Jun 18, 2009

Goodbye, Hello

In Kingsville, Texas, "hello" has been replaced. Leonso Canales Jr. is happy as heck about it.

Leonso somehow convinced the Kleberg County commissioners to unanimously designate "heaven-o" as the county's official greeting. The reason: "hello" contains the word "hell."

"When you go to school and church, they tell you 'hell' is negative and 'heaven' is positive,'" said the 56-year-old Canales, who owns the Kingsville Flea Market. "I think it's time that we set a new precedent, to tell our kids that we are positive adults."

The new salutation, according to the county resolution, is a "symbol of peace, friendship and welcome" in this "age of anxiety." And, in my opinion, opening them up to mocking and ridicule. I wonder out loud how dangerous this [potentially] is, and what sort of theocracy precedent the folks in Kleberg have unwittingly set up.

Courthouse employees are already answering the phones, "heaven-o." And the chamber of commerce was working on a campaign promoting Kingsville, a Rio Grande Valley town of 25,000, as a "heavenly" place to visit. You have to ask, what kind of people they're really going to attract, and the type of people who will be repelled.

"People seem to think that it might catch on," said county Judge Pete De La Garza. Sure, Pete. Aren't you a Judge?

Madolyn Musick, who runs the town bookstore - and therefore the voice of all the opposition and atheism representative, insisted, and linguists would agree, that "hello" has nothing to do with "hell." Besides, she added, "What's wrong with, 'Howdy, y'all?'" Well, maybe they can get Janeane Garofalo to play her in the Lifetime TV Movie of the week?

But back to the main character, Canales, a Catholic but not a regular churchgoer, has been as serious as heck about "hello" since 1988, when he told his brother he might start greeting people with "God-o." His brother suggested "heaven-o" instead. Wow.

David Sabrio, a professor of English at Texas A&M University-Kingsville, noted that the Oxford English Dictionary says "hello" stems from an old German greeting for hailing a boat.

"Linguistically and historically, the word 'hello' has no connection at all with what we associate with the underworld," he said. "People may make that connection in their own mind. I certainly don't."

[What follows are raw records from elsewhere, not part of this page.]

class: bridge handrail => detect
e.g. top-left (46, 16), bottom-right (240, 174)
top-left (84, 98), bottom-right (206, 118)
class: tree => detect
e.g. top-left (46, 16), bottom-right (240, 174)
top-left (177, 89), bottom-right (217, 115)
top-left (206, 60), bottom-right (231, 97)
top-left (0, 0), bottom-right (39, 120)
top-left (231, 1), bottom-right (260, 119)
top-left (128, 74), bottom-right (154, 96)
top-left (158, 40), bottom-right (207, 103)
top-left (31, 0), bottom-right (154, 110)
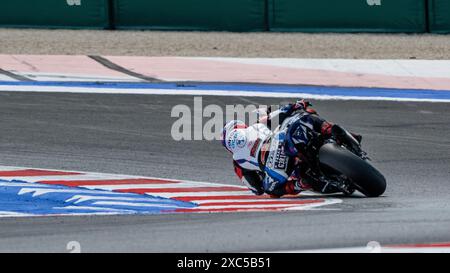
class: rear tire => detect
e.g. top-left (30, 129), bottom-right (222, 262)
top-left (318, 143), bottom-right (386, 197)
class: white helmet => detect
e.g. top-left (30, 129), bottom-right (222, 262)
top-left (222, 120), bottom-right (272, 171)
top-left (222, 120), bottom-right (248, 153)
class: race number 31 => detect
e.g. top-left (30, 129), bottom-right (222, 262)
top-left (66, 0), bottom-right (81, 6)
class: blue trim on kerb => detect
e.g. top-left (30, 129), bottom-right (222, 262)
top-left (0, 179), bottom-right (196, 216)
top-left (1, 81), bottom-right (450, 100)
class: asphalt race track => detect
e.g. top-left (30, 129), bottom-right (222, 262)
top-left (0, 91), bottom-right (449, 252)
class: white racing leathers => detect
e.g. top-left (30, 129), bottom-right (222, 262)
top-left (231, 115), bottom-right (306, 196)
top-left (230, 123), bottom-right (271, 195)
top-left (231, 123), bottom-right (272, 171)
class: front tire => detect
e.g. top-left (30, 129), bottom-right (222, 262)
top-left (318, 143), bottom-right (386, 197)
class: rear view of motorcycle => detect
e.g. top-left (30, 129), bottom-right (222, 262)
top-left (272, 108), bottom-right (387, 198)
top-left (314, 126), bottom-right (386, 197)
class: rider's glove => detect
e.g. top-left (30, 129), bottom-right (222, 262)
top-left (280, 99), bottom-right (314, 116)
top-left (294, 99), bottom-right (312, 110)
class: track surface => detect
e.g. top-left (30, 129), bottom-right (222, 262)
top-left (0, 92), bottom-right (449, 252)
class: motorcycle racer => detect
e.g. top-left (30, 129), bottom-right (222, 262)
top-left (222, 100), bottom-right (362, 197)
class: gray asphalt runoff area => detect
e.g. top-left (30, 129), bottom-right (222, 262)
top-left (0, 92), bottom-right (449, 252)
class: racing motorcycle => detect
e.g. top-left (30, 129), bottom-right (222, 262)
top-left (266, 108), bottom-right (387, 197)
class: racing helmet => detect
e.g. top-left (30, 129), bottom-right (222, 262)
top-left (222, 120), bottom-right (248, 153)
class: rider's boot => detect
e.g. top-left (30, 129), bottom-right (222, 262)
top-left (282, 178), bottom-right (312, 196)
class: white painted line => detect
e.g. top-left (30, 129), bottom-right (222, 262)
top-left (0, 211), bottom-right (32, 217)
top-left (0, 75), bottom-right (18, 81)
top-left (52, 206), bottom-right (133, 213)
top-left (92, 201), bottom-right (184, 208)
top-left (192, 199), bottom-right (284, 204)
top-left (65, 195), bottom-right (171, 204)
top-left (0, 166), bottom-right (25, 171)
top-left (81, 182), bottom-right (233, 190)
top-left (16, 187), bottom-right (123, 197)
top-left (0, 174), bottom-right (134, 183)
top-left (0, 85), bottom-right (449, 102)
top-left (145, 191), bottom-right (254, 198)
top-left (176, 203), bottom-right (325, 210)
top-left (0, 212), bottom-right (123, 218)
top-left (283, 199), bottom-right (343, 211)
top-left (0, 182), bottom-right (49, 188)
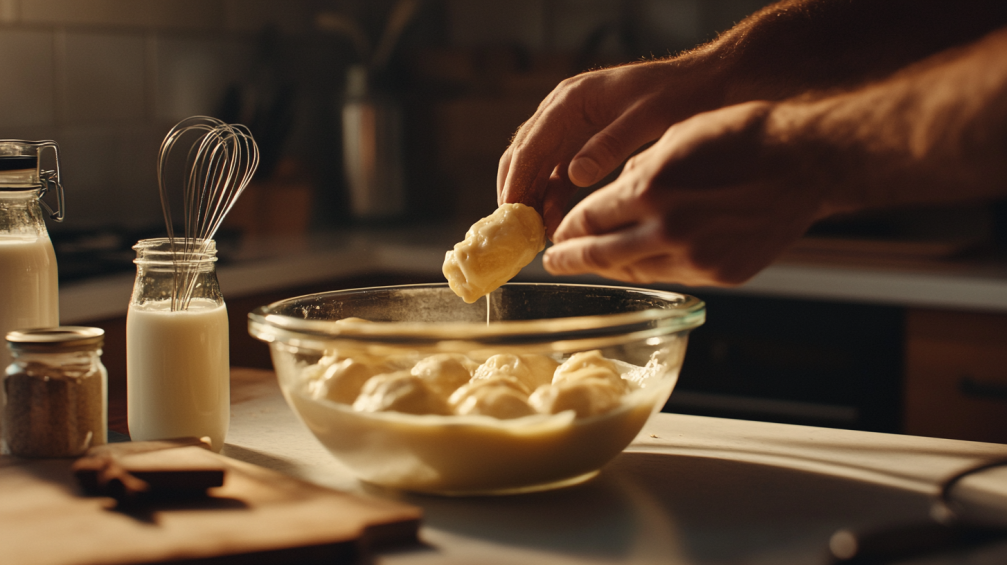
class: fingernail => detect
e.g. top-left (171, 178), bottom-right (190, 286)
top-left (570, 157), bottom-right (600, 185)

Me? I feel sorry for Hello Kitty - who's going to have to be killed to become an angel, and will forever be known as Heaven-o Kitty.

Sigh.

What's really got me upset is that no one seems to think, or even bother to notice, that there is an obvious violation of the separation of church and state that was voted on by the County Board. If the Canales Brothers want to speak to everyone in tongues, God Bless - pass the ammo, boys. But to force the County to do so as well, heck, that's downright un-American, right there.

Sounds like the kind of thing they're trying to do in... the Swat region of Pakistan?